Theoretical physical sciences (chemistry, condensed matter physics, and biology) have made tremendous progress towards modeling physical processes, largely by relying on classical algorithms and computational resources. However, Nature is inherently quantum, and it is critical to harness quantum resources to simulate and understand physical processes. Quantum computers provide enormous computational power, while the best ways to use them for simulating physical sciences remain unclear. We develop novel paradigms to tackle both static problems such as electronic structure and dynamic problems such as real-time evolution of quantum systems, by combining the recent discovery of a powerful quantum singular value transformation (QSVT) algorithm and other quantum information concepts to fully unleash the power of quantum computers.

  • Electronic Structure

  • Electronic structure theory studies the eigenstates and eigenenergies of many-electron interacting systems. Exact solutions of electronic structure on classical computers are intractable for large systems. We are interested in potential quantum advantages of quantum computers for such problems.

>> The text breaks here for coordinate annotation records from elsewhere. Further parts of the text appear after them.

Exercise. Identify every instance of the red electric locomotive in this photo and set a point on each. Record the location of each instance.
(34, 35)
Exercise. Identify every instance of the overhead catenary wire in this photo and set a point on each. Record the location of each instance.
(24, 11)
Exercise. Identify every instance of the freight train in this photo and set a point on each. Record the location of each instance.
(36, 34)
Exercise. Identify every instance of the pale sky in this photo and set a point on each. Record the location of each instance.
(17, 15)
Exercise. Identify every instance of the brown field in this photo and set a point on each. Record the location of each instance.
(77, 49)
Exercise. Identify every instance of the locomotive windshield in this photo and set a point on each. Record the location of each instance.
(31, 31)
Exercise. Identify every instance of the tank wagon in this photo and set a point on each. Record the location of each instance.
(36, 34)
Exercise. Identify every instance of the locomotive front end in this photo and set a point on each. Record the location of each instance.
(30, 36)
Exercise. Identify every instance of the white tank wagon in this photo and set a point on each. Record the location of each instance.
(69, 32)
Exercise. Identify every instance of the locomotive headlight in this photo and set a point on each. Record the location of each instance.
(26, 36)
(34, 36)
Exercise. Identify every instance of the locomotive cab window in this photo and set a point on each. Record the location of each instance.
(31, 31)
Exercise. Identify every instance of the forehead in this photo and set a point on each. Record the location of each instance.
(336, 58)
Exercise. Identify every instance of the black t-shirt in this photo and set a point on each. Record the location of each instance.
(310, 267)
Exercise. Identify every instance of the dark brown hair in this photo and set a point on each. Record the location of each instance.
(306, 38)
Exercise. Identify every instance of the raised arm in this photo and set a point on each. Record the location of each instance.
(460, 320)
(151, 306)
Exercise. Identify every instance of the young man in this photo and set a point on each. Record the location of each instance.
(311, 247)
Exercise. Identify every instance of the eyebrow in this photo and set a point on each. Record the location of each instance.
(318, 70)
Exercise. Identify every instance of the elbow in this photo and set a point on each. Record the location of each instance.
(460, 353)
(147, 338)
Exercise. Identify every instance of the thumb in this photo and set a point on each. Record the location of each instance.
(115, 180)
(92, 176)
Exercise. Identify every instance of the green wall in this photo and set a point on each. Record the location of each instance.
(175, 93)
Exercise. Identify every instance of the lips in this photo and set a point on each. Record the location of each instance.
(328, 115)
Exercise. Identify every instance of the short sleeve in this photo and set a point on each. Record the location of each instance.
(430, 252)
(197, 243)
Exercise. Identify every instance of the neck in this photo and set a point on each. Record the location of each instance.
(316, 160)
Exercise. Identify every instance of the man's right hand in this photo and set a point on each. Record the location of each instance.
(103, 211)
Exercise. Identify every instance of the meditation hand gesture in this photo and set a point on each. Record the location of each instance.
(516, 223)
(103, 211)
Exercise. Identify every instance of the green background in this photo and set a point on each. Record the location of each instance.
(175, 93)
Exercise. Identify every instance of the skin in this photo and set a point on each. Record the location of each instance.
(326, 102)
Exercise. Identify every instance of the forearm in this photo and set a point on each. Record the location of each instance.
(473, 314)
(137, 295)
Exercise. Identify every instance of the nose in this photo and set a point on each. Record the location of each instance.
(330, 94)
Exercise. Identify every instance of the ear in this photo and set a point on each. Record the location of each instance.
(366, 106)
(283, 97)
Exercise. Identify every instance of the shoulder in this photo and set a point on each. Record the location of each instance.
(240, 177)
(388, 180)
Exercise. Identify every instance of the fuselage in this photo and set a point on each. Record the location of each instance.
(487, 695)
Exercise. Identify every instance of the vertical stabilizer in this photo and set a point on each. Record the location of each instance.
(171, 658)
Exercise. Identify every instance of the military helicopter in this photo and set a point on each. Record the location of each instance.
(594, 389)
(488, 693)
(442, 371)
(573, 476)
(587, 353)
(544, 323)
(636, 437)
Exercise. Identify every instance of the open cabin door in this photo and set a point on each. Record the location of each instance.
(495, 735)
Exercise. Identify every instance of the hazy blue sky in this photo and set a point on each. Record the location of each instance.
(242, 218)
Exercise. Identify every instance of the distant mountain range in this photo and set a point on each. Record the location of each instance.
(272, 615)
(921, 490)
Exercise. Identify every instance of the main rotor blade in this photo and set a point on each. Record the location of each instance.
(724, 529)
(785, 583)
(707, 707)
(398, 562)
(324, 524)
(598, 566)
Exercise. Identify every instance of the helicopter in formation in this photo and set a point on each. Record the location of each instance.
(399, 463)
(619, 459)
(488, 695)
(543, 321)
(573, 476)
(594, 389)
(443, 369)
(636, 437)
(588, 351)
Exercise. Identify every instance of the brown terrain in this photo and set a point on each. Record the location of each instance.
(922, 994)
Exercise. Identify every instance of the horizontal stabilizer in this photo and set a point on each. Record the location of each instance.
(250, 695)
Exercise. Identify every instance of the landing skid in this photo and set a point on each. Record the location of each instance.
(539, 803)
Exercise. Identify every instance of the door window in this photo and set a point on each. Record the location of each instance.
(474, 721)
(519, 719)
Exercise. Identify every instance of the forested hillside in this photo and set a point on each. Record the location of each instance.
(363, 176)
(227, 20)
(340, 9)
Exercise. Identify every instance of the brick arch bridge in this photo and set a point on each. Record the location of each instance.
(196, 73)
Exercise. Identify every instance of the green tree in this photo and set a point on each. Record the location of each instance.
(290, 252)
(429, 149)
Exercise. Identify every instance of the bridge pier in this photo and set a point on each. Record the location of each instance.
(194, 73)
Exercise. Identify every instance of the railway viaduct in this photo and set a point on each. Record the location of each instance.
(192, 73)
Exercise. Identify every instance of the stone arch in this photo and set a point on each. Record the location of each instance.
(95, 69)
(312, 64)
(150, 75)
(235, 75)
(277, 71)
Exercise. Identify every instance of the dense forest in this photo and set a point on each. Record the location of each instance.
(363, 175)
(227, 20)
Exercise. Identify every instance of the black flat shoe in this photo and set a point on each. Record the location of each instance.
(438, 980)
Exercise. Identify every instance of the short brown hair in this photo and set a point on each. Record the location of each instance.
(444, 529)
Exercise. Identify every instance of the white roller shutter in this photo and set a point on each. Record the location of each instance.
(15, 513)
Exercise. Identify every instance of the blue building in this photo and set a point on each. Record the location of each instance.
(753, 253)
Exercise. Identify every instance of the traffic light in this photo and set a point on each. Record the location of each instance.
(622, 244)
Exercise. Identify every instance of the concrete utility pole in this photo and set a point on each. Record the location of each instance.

    Our recent quantum bootstrap embedding algorithm leverages small quantum computers to solve large electronic structure problems based on locality of quantum entanglement in molecules. Schematic of the quantum bootstrap embedding algorithm (right, red) as compared to the classical bootstrap embedding algorithm (left, blue).


  • Real-Time Dynamics

  • Real-time dynamics (Hamiltonian simulation) of interacting quantum systems are notoriously difficult on classical computers but they can be efficiently simulated on quantum computers. We are interested in developing efficient Hamiltonian simulation algorithms based on hybrid qubit-bosonic quantum resources to solve practical chemistry problems that are relevant to photosynthesis and catalysis, which often involve both electron and nuclei motion.

    Femto-second charge oscillation dynamics in a hydrogen molecule, simulated by our fully coherent and efficient quantum signal processing algorithms with optimal query complexity.


  • Finite-Temperature and Extended Systems

  • We are also interested in simulating statistical properties of interacting quantum systems at a finite temperature. We aim to integrate state-of-the-art classical algorithms (such as quantum Monte Carlo) and quantum subroutines to enable efficient simulation of extended systems such as quantum materials with unprecedented accuracy and efficiency.

    We have developed a class of quantum Monte Carlo algorithms, i.e., finite-temperature auxiliary-field quantum Monte Carlo (FT-AFQMC), to calculate ab initio finite temperature electronic structure of molecules and phase diagram of realistic solids. The figure shows our calculated internal energies approach the exact results across a wide range of temperatures.
    FT-AFQMC simulation for the Hubbard-Kanamori model (an important lattice model for high-temperature superconductivity and materials), demonstrating significant improvement as compared to mean field theory.
    FT-AFQMC simulation of a one-dimensional periodic solid, hydrogen chain, across various bond lengths. Significant improvement as compared to mean field theory especially in the strongly correlated regime (large bond length)



Robustness of Quantum Algorithms

The intrinsic probabilistic nature of quantum systems makes error correction or mitigation indispensable for quantum computation. While current error-correcting strategies focus on correcting errors in quantum states or quantum gates, these fine-grained error-correction methods can incur significant overhead for quantum algorithms of increasing complexity. We are interested in exploring novel ways to build robustness into quantum algorithms at a coarse-grained or system level.

Our algorithmic-level error correction (ALEC) combines QSP/QSVT as a general framework for analyzing algorithmic-level errors with product formulas for studying how errors propogate. ALEC uses redundancy in time, as opposed to using redundancy in space to control errors.